Il vescovo, finita la sacra preghiera davanti all'altare divino, da lì comincia l'incensazione e procede per tutto l'ambito del luogo sacro. Ritornando poi all'altare divino, dà inizio al canto sacro dei salmi, e tutta l'assemblea, distinta nei sacri ordini, ne canta con lui le sacre parole. Poi ha subito luogo la lettura delle sacre Scritture da parte dei ministri, terminata la quale, escono dal sacro edificio i catecumeni, e inoltre gli ossessi e i penitenti: restano invece coloro che sono degni di contemplare e partecipare ai misteri divini.
 
Alcuni ministri restano presso le porte chiuse del santuario, gli altri compiono le funzioni proprie del loro ordine. Quelli che sono nei gradini più alti della gerarchia liturgica, insieme con i sacerdoti pongono sull'altare divino il sacro pane e il calice di benedizione, dopo che tutta l'assemblea ecclesiale ha innalzato l'inno di lode universale. Il vescovo, ripieno di Dio, lo conclude con una preghiera sacra e annuncia a tutti la santa pace. Mentre tutti si baciano si conclude la mistica lettura delle sacre pagine.

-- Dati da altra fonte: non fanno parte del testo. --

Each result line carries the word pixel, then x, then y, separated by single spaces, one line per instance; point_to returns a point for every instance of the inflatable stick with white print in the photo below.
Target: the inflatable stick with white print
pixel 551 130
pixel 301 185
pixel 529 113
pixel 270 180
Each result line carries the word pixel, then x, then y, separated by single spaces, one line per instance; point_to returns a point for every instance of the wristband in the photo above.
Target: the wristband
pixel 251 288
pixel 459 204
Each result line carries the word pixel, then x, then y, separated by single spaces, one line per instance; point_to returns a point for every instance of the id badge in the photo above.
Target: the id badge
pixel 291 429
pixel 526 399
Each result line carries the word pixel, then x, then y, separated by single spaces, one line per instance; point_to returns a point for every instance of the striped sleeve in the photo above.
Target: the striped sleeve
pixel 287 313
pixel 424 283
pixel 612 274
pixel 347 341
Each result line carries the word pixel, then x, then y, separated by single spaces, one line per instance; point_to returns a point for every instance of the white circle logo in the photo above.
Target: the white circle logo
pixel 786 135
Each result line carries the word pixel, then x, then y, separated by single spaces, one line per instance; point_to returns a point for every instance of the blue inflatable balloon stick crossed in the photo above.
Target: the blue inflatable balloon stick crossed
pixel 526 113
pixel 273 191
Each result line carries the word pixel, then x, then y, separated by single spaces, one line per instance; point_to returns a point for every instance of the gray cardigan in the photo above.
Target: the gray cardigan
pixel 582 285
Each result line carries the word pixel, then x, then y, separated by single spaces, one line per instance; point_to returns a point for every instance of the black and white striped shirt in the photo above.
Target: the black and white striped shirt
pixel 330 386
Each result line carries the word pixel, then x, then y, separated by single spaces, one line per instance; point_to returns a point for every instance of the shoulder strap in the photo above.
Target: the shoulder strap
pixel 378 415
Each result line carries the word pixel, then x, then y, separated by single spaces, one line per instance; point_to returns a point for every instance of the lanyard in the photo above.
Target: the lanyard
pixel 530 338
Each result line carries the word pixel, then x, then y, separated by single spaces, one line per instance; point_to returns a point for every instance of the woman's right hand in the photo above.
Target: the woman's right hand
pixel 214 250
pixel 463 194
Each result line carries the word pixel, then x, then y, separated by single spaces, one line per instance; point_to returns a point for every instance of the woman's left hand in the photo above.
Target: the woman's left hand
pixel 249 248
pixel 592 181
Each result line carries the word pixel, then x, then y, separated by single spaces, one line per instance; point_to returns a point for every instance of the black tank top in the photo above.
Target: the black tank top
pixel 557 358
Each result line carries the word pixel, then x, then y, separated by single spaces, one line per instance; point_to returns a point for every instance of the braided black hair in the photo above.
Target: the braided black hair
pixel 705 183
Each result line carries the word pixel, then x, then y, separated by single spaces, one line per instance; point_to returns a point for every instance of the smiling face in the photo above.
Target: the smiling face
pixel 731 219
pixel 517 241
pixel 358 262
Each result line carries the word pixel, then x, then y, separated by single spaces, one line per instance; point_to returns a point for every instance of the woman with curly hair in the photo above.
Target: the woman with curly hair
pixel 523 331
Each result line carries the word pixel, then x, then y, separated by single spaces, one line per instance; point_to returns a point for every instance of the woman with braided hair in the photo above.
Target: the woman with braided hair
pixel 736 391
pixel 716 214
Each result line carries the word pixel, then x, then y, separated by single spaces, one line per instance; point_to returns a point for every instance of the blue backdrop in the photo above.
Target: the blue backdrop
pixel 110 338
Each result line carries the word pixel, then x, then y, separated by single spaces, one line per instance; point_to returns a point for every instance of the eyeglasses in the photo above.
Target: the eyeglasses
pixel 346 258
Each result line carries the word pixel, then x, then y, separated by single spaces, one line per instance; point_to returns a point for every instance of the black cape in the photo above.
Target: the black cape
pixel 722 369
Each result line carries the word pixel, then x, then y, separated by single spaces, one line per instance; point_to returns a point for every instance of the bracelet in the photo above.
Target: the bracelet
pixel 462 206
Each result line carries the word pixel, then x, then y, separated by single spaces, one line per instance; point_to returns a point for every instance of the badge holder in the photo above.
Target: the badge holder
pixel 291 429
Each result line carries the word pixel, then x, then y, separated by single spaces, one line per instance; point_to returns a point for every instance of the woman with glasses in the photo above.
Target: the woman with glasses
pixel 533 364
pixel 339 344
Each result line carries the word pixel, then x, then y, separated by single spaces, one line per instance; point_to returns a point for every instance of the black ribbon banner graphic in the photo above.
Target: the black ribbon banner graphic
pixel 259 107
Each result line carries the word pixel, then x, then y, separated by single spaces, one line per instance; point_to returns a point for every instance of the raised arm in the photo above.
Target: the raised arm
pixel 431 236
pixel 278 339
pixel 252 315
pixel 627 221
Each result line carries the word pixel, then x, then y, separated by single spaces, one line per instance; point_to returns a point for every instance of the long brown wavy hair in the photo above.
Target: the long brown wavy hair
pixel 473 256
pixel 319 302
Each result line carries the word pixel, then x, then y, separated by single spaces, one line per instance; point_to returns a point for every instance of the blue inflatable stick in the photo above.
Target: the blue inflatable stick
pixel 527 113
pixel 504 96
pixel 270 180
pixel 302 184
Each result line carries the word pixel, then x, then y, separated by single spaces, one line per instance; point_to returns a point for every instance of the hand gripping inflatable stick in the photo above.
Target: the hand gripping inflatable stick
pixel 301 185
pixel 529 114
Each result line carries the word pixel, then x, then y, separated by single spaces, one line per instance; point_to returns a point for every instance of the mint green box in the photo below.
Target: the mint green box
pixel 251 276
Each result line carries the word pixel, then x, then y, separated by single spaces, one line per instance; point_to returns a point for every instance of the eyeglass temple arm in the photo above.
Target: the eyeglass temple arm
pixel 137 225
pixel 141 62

Dopo che il vescovo e i sacerdoti si sono lavati le mani con l'acqua, il vescovo sta al centro dell'altare divino e con lui solo i sacerdoti e i ministri di ordine più elevato. Dopo aver inneggiato ai sacri doni di Dio, consacra i divinissimi misteri e mostra a tutti le realtà che celebra, giacenti sotto i sacri simboli; mostrati i doni dell'azione divina accede egli stesso alla sacra comunione con essi, e invita gli altri. Ricevuta e data la divinissima comunione, si abbandona al santo ringraziamento. E mentre la massa sa solo contemplare devotamente i simboli divini, egli, per lo spirito divinissimo, si innalza in beate e spirituali contemplazioni sulle origini sante dei sacramenti, come si addice alla sua dignità gerarchica nella purezza del suo stato di divina contemplazione...
Come potrebbe attuarsi in noi la divina imitazione altrimenti che con la memoria delle sacre opere di Dio, continuamente rinnovata dalle parole e dalle azioni sacre dei vescovi?
 
Facciamo dunque questo in memoria di lui, come dicono le sacre parole (cf. Lc 22,19). Per questo il divino vescovo, in piedi al centro dell'altare di Dio, inneggia alle opere sacre e divine di Gesù, opere da lui compiute per divinissima provvidenza verso di noi, per la salvezza della nostra stirpe, secondo il beneplacito del Padre sacrosanto nello Spirito Santo, come dicono i sacri eloqui.
 
Conclusa la lode (alle opere di Dio) e immersosi con gli occhi dello spirito nella loro contemplazione veneranda e spirituale, procede alla loro mistica consacrazione secondo l'istituzione divina. Perciò, dopo i sacri inni alle opere divine, con devozione e, come si addice a un vescovo, si scusa per le sacre azioni da lui compiute, che tanto superano la sua dignità e anzitutto eleva a Cristo la pia esclamazione: Tu hai detto: Fate questo in memoria di me! (Lc 22,19). Poi prega di diventar degno di tali sacre azioni in cui si imita Dio e di celebrare i divini misteri a imitazione di Cristo e distribuirli con purezza e anche che i partecipanti vi prendano parte con degna devozione.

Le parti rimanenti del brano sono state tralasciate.